House on a difficult site

The owners approached us asking “Design us a house. We want to get it approved by council”. Usually, clients ask for a bit more than this. But this was no usual site. It is a steep, south facing bush block. Issues to consider are on site waste water, bushfire risk, tree clearing for bushfire risk management, tree preservation for erosion control, potential koala habitat and passive solar. The owner wanted minimum disturbance to the vegetation but understood that tree clearing was necessary to fit a building on site and consider safety and bushfire regulations.

We designed a small house (recently approved). Council relaxed the 6m setback rule, which greatly reduced impact to the site. The basement level has a concrete slab for valuable flat working & storage space.

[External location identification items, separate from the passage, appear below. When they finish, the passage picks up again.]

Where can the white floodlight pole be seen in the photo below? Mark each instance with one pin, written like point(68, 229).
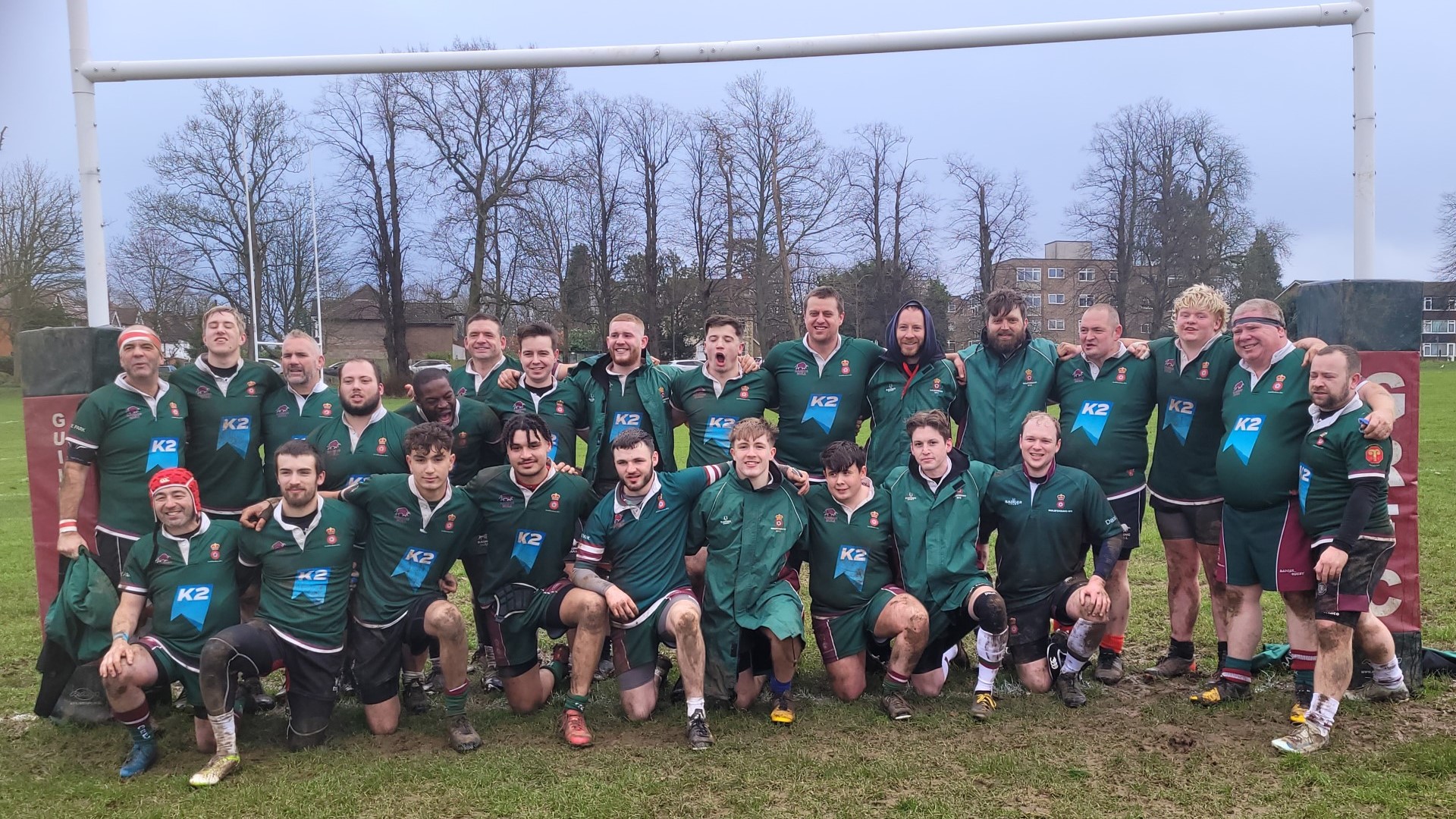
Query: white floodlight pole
point(253, 276)
point(88, 156)
point(1363, 39)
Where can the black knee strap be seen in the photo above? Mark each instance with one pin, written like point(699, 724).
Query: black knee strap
point(990, 613)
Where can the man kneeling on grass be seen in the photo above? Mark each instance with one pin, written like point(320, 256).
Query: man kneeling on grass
point(753, 615)
point(187, 569)
point(854, 582)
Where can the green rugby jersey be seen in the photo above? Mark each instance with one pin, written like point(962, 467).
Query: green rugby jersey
point(1104, 419)
point(306, 573)
point(820, 400)
point(381, 449)
point(1041, 534)
point(935, 532)
point(191, 582)
point(563, 406)
point(1190, 420)
point(892, 397)
point(476, 436)
point(851, 553)
point(128, 438)
point(529, 534)
point(481, 388)
point(999, 392)
point(1334, 453)
point(1264, 425)
point(224, 431)
point(712, 410)
point(289, 416)
point(410, 547)
point(644, 542)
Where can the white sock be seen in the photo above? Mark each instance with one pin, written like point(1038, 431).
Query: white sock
point(224, 732)
point(1321, 714)
point(1388, 675)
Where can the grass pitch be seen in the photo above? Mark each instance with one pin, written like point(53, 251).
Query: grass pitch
point(1136, 749)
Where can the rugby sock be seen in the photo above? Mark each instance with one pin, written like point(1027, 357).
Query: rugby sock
point(136, 722)
point(1388, 675)
point(1304, 665)
point(1321, 714)
point(455, 700)
point(1237, 670)
point(224, 730)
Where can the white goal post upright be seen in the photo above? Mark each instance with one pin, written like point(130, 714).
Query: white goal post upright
point(86, 74)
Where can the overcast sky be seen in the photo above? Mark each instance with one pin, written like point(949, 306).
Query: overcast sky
point(1286, 95)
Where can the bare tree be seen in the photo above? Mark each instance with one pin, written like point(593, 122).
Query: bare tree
point(990, 218)
point(488, 133)
point(651, 134)
point(39, 246)
point(363, 121)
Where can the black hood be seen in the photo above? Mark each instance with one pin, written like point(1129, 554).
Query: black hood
point(929, 352)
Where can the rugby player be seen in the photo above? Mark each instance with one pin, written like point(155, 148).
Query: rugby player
point(419, 526)
point(1107, 395)
point(303, 556)
point(1343, 499)
point(820, 381)
point(854, 588)
point(1044, 513)
point(912, 375)
point(641, 531)
point(1264, 550)
point(530, 513)
point(305, 401)
point(130, 430)
point(476, 428)
point(187, 569)
point(224, 401)
point(364, 439)
point(485, 344)
point(935, 504)
point(714, 398)
point(753, 615)
point(560, 401)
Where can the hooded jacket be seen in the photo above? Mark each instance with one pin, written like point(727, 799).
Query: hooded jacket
point(897, 391)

A compost toilet was used because it requires the least effluent disposal land area of any system. Due to slope, grey water is filtered and distributed via sub surface dripper irrigation. Due to the impracticality of removing trees on steep slopes, the minimum amount of trees have been removed, which means the house is classified flame zone. A corridor of light has been provided, satisfactory for passive solar performance. This is important. Houses surrounded by trees aren’t as lovely as you might think. The persistent shade can become gloomy emotionally. There’s even some thermal mass in the form of a mud brick  front wall. It is on contour and close to the ground, so reasonably practical and cost efficient to build. As the slope falls away, the advantages of lightweight construction are increasingly apparent.

The owners understood the limitations and settled easily into compromises. However, the process still took a long time, over two years. Much of the delay was due to some bad choices I made with consultants, so I’m somewhat wiser there.

Despite this, I think we were the best choice for this work. A multidisciplinary site design approach was essential to solve the interweaving issues of footprint, vegetation, solar access, ecology and waste water.